We can all see it, in hindsight, but precious few of us have the time, energy, resources and temperment to predict which products will be detrimental in the future and eschew all of the products and services available today that are detrimental. Health insurance, search, social media, food, delivery/transportation, air travel, financial products, etc., almost everything we create today has detrimental effects that aren't required to deliver the benefits we actually want, but are required to maximize the flow of money to billionaires (the terminal nodes in the economic network). And through monopolistic partnership, we actually can't make a choice. Let's say you're an average person who chooses to stop giving Google your data. You will be astounded at the portion of your life you have to cut out to actually do that, even after a symbolic antitrust suit that is not likely to ever happen again. And that's just one of many.

None of those men (or the companies they built) set out to create addictive or detrimental products, but when the opportunities presented themselves to choose between profits and not harming people, they chose profits every time. Now, every decision they make harms people. A company making such a decision is a relatively small group of people acting in close collaboration. In the personal responsibility scenario, hundreds of millions of people would have to predict the detrimental effects of using a particular product or service and avoid it from very early on, before it generated addiction or entrenchment in society.

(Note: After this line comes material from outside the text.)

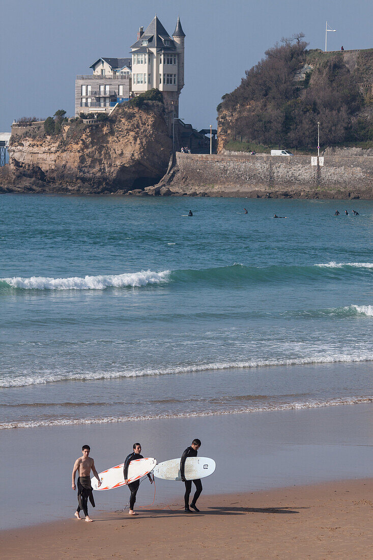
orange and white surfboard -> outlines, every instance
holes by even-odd
[[[151,457],[144,459],[136,459],[131,461],[128,466],[128,482],[134,482],[142,477],[152,472],[157,464],[157,461]],[[99,482],[95,477],[91,479],[91,484],[94,490],[112,490],[124,486],[124,477],[123,476],[123,465],[117,465],[112,466],[107,470],[99,473],[101,480],[101,486],[99,487]]]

Which of those two groups -- the small coordinated group in a company completely focused on a particular product, or hundreds of millions of unconnected people living their lives -- should we hold responsible for the harm that product causes? Which one could most quickly and effectively remove that harm?

So yeah, personal responsibility is a nice, simplistic, easy to swallow, but completely ineffective smokescreen that allows abuse to continue. It is quite literally gaslighting.

Even knowing all of that, I still agree with you, we should stop using big tech products and working for those companies -- in effect create an incubating economy underneath the rotted shell of the existing one that can eventually mature and shed the dead skin like a caterpillar or molting lizard, but history doesn't support that as a likely outcome.